Authorization: bearer [your_vimeo_token]


If we get status code 200 we know that everything has gone ok.

Video processing and caching

While the video is processing, the Vimeo is doing multiple things – creating multiple sources of quality for video, thumbnails and compression. After the video has finished processing we can cache information about the video to our API.

In this phase Vimeo will:

  • generate multiple mp3 sources for different qualities of video
  • generate an HLS source (that we will use)
  • generate multiple sizes of thumbnails
  • compress the video (for faster load time).

The problematic element of the processing is that we don’t know how long it will take. Processing time is dependent on the size of our video and also the Vimeo account plan we are using. Depending on the number of videos that need to be processed, Vimeo will give higher priority to the more expensive plans – so don’t worry if the processing takes quite a while on the free Vimeo plan. We can find out if the video has finished processing by sending the following request:



Authorization: bearer [your_vimeo_token]

In the response we will get a status field we can check for the value available to determine whether the processing has finished.

For our project we want a single response from the Vimeo API containing all the information we need to show a user gallery of videos and photos, so we need to inform the server of our HLS link and thumbnail URL as soon as any client (Web, Android or iOS) detects that the processing has finished.

When the video has finished processing we can dig through the JSON response to get our HLS link by accessing the files attribute, which is a list of objects. Every object in that list has the attribute quality. We need to find the object where quality matches hls; then we can access the HLS link inside the link_secure attribute.

For our thumbnail we can dig through the same JSON response and access pictures and it’s property sizes which is list of objects. We can access the first objects link property to get a link to the thumbnail. The next thing we need to do is subtract that string until the last “_” character. When we want to generate a thumbnail we just need to concatenate the link with, for example, 200×200 if we want to get an image of width and height 200px.

Rate limiting

Rate limiting is a per user limitation relating to the number of API calls. We can handle not blowing up the Vimeo API by implementing caching and API calls optimization.

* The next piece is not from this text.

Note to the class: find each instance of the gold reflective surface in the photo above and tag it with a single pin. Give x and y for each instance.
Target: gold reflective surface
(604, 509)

A very important ‘gotcha’ that you need to know when working with Vimeo is rate limiting. Every application on Vimeo has a set amount of requests we can send to the Vimeo API before the API blocks our application. We need to keep this in mind while developing, so that we don’t ping the Vimeo API an unreasonable number of times. The rate limit for our application is calculated dynamically and is in the range of 100 to 2000.

We need to optimize our Vimeo API calls in order to increase the rate limit. This is why we use the fields parameter, to keep our API transactions to a minimum. Another thing Vimeo suggests is caching the information on our API. With these things in place we can be comfortable that we will not exceed the Vimeo API’s rate limit.

If we want to check how much of our rate limit we’ve used, we can check the next headers of any of our API responses:
– X-RateLimit-Limit – value of our rate limit
– X-RateLimit-Remaining – value of the amount of rate limit we have left
– X-RateLimit-Reset – date and time value of when the rate limit is reset.

  • Faheem Parker

    for these steps, do we need any libraries from your team? What I understand is we don’t… Between many thanks for this tutorial… It saved a lot of time…

    • I’m very happy that this blog was helpful to you. You are right, no special libraries are necessary for either platform, we just used standard networking libraries for Android (Retrofit) and iOS (RestKit).